A staple in Irish and Irish-American households, fish pie is usually topped with a puree of white potatoes. But swap white potatoes for sweet potatoes, and it turns out that the mild brininess of the fish is fantastic with the slightly sweet topping. Feel free to substitute salmon or a mild white-fleshed fish for the cod, and shucked clams for the scallops. I find that piping the sweet potato puree onto the casserole is the easiest way to seal in the filling, though carefully spreading it with some patience also works.
- Peel the sweet potatoes and cut them into 1-inch cubes. Put the sweet potatoes in a large saucepan and add cool water to cover by 1 inch. Set the pan over medium-high heat and bring to a boil. Reduce the heat to low to maintain a gentle simmer and cook until the sweet potatoes are fully tender, about 15 minutes. Drain the sweet potatoes, reserving the cooking liquid.
- For a perfectly smooth puree, first pass the sweet potatoes through a food mill or press them through a potato ricer, discarding any pulpy, stringy flesh that remains. Give the milled sweet potatoes a good stir with a spoon, and add a tablespoon or two of cooking liquid if the puree seems dry or tacky. For a coarser puree, simply mash the sweet potatoes with the back of a fork or a potato masher. They will collapse into a relatively smooth mass that should not require additional liquid to remain moist. To store, let the puree cool and then refrigerate it in an airtight container for up to 3 days. To freeze, place cupfuls of puree in sandwich-size plastic zip-top bags, flatten the bags as you seal them, and stack them in the freezer.
- Preheat the oven to 375°F.
- Cut the cod into 1-inch pieces. Peel and devein the shrimp. Pick over the scallops for bits of shell, and if there is a tough band of muscle adhered to one side of each scallop, remove it. Refrigerate the seafood until ready to use.
- Melt 2 tablespoons of the butter in a medium saucepan set over medium heat. Add the onion and cook, stirring, until translucent and soft, about 5 minutes. Pour the milk into the pan and add the bay leaves and thyme sprigs. Bring to a gentle simmer, stirring often. Stir ½ teaspoon of salt into the milk.
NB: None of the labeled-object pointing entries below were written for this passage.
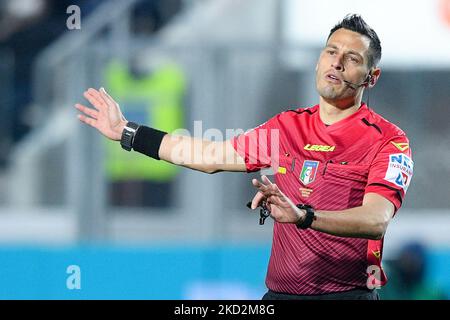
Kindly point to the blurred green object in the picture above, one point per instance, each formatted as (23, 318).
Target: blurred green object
(154, 99)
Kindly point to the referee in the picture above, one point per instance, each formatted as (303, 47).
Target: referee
(342, 172)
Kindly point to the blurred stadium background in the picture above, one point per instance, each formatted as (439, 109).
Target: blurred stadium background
(140, 229)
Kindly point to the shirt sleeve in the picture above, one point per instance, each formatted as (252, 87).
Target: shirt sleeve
(391, 171)
(255, 146)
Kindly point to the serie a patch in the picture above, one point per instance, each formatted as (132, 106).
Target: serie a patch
(400, 170)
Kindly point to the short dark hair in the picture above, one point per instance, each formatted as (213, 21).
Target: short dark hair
(354, 22)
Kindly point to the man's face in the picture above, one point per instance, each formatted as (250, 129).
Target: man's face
(345, 57)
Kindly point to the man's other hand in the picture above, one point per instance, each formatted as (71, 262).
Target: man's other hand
(106, 117)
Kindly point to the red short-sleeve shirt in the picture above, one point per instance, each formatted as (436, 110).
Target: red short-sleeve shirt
(330, 168)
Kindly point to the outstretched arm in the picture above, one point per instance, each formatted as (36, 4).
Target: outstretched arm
(197, 154)
(368, 221)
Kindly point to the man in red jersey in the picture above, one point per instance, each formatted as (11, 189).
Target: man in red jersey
(341, 172)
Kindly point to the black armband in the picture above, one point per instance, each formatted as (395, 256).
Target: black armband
(147, 141)
(309, 216)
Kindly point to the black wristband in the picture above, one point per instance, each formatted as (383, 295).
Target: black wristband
(305, 224)
(147, 141)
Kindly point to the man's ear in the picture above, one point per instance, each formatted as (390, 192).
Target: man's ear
(374, 75)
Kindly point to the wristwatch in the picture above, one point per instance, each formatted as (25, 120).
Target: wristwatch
(128, 133)
(305, 224)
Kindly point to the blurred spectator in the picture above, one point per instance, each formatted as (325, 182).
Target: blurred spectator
(28, 26)
(407, 279)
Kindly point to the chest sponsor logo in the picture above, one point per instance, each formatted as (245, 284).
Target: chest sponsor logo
(402, 146)
(320, 148)
(305, 192)
(309, 171)
(400, 170)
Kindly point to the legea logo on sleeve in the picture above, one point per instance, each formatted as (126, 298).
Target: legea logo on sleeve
(400, 170)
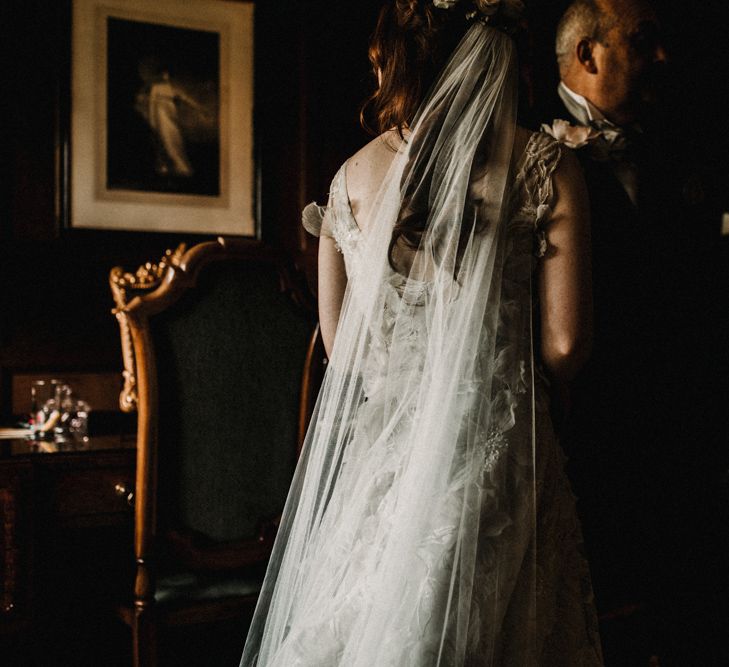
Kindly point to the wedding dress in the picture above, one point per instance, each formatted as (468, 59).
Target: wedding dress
(430, 522)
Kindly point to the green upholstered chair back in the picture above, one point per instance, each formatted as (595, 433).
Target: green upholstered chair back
(229, 356)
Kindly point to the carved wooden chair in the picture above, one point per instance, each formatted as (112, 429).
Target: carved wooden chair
(222, 364)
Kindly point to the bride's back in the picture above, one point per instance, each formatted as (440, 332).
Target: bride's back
(367, 168)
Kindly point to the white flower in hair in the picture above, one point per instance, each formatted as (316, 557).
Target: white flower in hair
(487, 7)
(510, 9)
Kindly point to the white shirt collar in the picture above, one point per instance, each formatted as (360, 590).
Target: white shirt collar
(580, 107)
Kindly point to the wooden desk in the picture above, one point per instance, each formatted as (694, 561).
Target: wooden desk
(60, 518)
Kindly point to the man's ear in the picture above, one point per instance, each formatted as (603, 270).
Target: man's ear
(585, 56)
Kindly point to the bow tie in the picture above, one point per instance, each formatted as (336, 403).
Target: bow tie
(613, 143)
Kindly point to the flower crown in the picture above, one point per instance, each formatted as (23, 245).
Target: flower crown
(505, 13)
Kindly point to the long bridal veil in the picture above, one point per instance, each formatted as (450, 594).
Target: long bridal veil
(408, 535)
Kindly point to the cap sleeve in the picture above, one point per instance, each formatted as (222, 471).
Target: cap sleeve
(543, 155)
(319, 220)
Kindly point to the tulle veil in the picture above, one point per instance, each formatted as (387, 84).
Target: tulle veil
(408, 537)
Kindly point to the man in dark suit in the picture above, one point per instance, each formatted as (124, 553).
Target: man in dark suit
(632, 425)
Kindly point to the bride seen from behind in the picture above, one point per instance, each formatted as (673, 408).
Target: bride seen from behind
(430, 522)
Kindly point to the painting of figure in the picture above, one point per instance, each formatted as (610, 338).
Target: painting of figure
(163, 108)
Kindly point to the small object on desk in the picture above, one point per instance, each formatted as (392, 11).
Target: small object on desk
(15, 433)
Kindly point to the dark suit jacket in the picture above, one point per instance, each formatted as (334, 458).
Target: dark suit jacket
(635, 406)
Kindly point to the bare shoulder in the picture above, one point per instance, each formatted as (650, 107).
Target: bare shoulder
(366, 170)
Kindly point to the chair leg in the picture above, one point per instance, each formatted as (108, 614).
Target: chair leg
(144, 638)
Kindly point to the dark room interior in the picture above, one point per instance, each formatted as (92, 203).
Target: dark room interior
(67, 512)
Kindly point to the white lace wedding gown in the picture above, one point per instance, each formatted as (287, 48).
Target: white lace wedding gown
(341, 573)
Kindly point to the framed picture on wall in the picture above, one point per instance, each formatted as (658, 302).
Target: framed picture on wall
(162, 116)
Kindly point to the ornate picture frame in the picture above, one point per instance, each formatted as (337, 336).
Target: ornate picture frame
(161, 117)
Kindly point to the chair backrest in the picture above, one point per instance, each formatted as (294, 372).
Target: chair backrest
(218, 359)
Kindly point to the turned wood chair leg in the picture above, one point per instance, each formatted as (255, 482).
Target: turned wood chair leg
(144, 638)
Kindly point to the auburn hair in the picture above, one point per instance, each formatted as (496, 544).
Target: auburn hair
(411, 42)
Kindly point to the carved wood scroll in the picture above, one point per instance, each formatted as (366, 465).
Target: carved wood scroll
(124, 287)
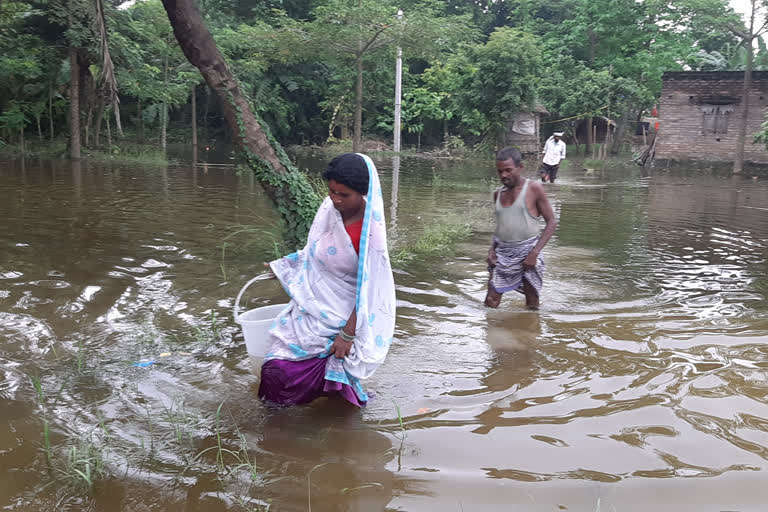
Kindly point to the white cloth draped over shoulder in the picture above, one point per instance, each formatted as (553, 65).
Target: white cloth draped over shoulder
(326, 280)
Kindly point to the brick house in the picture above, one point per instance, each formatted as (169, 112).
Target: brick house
(523, 130)
(699, 114)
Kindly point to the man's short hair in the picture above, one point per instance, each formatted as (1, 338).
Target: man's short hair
(510, 153)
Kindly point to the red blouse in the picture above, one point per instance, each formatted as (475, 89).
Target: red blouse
(354, 230)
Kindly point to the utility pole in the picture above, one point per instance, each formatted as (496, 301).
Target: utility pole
(398, 90)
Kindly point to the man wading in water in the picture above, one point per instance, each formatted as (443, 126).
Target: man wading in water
(554, 151)
(514, 262)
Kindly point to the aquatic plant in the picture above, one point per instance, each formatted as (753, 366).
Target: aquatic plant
(436, 239)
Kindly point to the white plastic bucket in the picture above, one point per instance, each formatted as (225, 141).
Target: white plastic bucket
(256, 322)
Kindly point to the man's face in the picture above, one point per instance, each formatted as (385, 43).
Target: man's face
(509, 173)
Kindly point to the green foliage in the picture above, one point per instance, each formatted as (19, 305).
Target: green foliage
(468, 66)
(506, 75)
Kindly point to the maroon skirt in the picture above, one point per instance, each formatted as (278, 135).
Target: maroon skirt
(300, 382)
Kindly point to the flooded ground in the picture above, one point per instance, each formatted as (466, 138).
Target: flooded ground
(641, 384)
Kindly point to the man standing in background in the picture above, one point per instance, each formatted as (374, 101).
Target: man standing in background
(554, 151)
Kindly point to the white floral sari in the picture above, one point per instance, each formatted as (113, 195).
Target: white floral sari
(326, 280)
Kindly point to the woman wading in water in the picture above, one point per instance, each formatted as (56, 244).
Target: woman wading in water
(338, 327)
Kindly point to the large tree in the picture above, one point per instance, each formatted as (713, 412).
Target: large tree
(285, 185)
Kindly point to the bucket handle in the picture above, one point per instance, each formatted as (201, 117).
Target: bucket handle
(242, 290)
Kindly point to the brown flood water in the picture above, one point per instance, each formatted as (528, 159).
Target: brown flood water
(642, 384)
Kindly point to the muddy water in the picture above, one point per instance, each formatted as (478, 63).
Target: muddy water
(640, 385)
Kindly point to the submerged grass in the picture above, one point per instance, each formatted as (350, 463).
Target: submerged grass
(437, 239)
(128, 152)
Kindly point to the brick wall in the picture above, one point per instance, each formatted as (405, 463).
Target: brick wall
(685, 96)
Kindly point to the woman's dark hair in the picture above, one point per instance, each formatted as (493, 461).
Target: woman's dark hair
(349, 169)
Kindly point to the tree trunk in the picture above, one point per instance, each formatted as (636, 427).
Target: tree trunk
(118, 122)
(50, 111)
(164, 107)
(163, 124)
(74, 105)
(357, 142)
(99, 117)
(741, 140)
(140, 124)
(206, 107)
(287, 188)
(619, 133)
(109, 134)
(194, 118)
(88, 122)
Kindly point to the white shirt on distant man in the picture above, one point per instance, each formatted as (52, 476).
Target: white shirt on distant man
(554, 149)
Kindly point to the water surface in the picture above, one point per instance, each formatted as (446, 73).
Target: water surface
(640, 385)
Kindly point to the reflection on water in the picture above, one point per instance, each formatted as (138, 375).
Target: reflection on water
(645, 369)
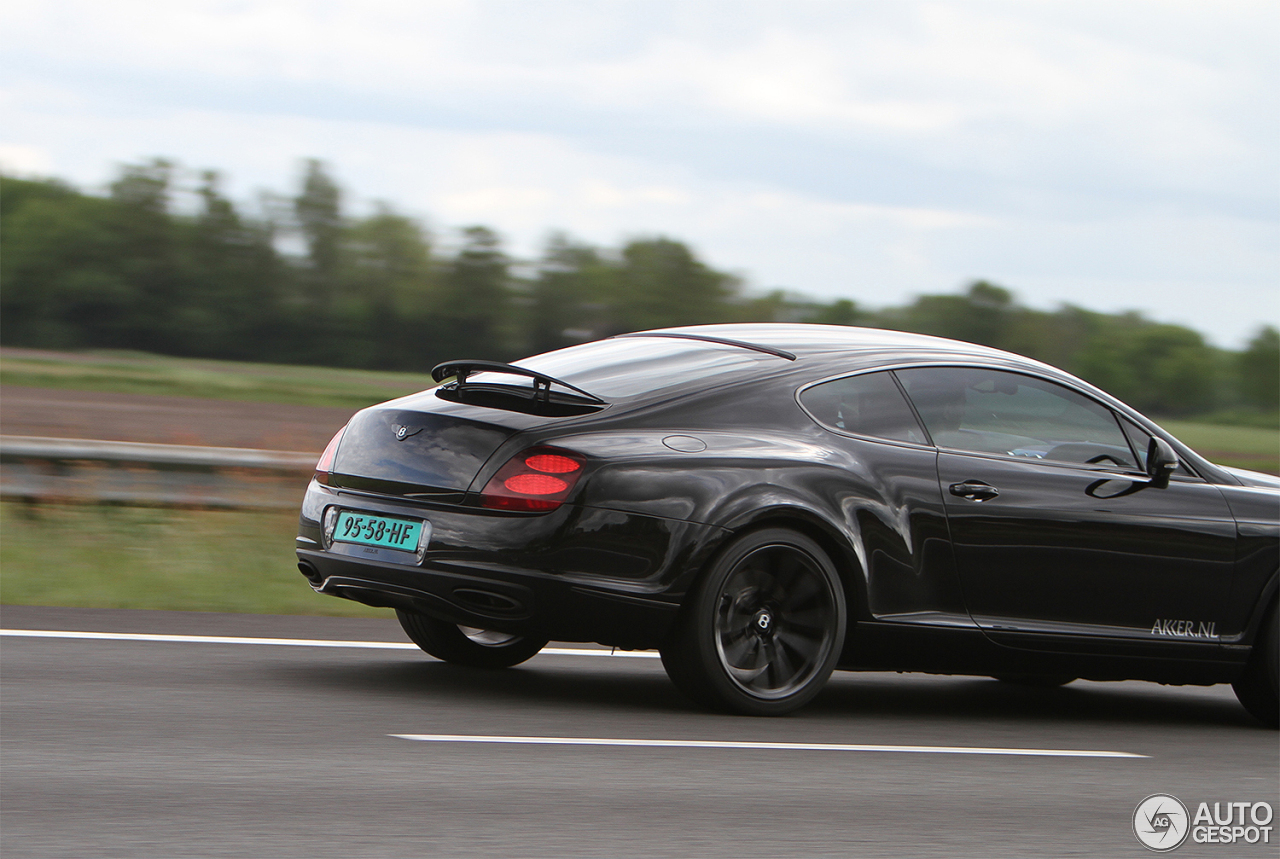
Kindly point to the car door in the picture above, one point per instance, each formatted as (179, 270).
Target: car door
(1056, 529)
(891, 499)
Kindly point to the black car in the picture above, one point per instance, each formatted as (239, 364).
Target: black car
(764, 503)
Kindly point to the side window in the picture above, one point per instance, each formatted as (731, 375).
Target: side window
(990, 411)
(867, 405)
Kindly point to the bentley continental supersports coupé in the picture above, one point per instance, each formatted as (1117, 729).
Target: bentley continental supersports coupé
(766, 503)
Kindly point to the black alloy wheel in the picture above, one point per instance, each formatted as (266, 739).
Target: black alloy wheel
(466, 645)
(763, 629)
(1258, 689)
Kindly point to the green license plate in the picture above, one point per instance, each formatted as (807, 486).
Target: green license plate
(378, 530)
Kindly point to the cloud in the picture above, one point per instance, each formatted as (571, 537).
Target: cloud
(872, 149)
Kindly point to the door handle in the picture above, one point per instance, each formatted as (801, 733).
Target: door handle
(974, 490)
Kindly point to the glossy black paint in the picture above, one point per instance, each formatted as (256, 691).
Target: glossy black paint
(1066, 569)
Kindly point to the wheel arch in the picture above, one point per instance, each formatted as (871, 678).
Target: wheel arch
(830, 538)
(1267, 601)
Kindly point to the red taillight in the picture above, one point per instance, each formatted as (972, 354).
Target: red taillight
(325, 465)
(539, 479)
(552, 464)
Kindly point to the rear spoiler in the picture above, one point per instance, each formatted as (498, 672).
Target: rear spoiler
(460, 370)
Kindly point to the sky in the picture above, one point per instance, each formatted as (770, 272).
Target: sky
(1116, 155)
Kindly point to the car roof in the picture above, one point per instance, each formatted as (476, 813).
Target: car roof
(813, 339)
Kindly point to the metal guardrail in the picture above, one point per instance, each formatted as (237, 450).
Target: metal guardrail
(152, 475)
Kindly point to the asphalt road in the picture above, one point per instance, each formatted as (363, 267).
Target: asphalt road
(120, 748)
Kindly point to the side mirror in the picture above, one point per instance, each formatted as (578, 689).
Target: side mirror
(1161, 461)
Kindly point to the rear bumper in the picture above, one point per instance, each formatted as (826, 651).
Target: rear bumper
(526, 604)
(577, 574)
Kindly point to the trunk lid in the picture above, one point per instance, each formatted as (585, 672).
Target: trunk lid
(421, 447)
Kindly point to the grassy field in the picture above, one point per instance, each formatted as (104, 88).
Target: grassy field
(118, 557)
(137, 373)
(1243, 447)
(177, 560)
- Poach each type of seafood individually: Place the cod in the simmering milk and cook until the fish is nearly cooked through, 1 to 2 minutes. Lift the cod from the milk with a slotted spoon and place it in a 2- to 3-quart casserole dish. Add the scallops to the milk and poach until opaque, about 30 seconds. Lift from the milk with a slotted spoon and add to the dish with the fish. Add the shrimp and poach until they just begin to curl, about 1 minute. Lift them from the milk with a slotted spoon and add them to the dish. Use your hands or a fork to flake the cod into bite-size pieces. Season the fish with ½ teaspoon salt and ¼ teaspoon pepper.
- In a small bowl, mash 2 tablespoons of the butter with the flour. Remove the bay leaves and thyme sprigs from the milk. Bring the milk to a simmer once again and whisk the butter mixture into the milk until no lumps remain. Reduce the heat to low and simmer, stirring, until the mixture thickens, about 5 minutes.
- Pour the béchamel over the fish in the casserole dish. Add the chives and fold gently to combine everything. Taste the filling and adjust the seasoning with salt or black pepper, if needed.
- Reheat the sweet potato puree in the microwave, stirring every 30 seconds, or in a pot, stirring constantly, until warm. Stir the remaining 2 tablespoons butter into the sweet potatoes until it melts and season lightly with salt. If desired, transfer the warm sweet potato puree to a piping bag fitted with a star tip. Pipe or spread the puree over the filling, sealing the edges.
- Bake until the filling is bubbly and the topping is browned, about 20 minutes. Let stand for a few minutes before serving.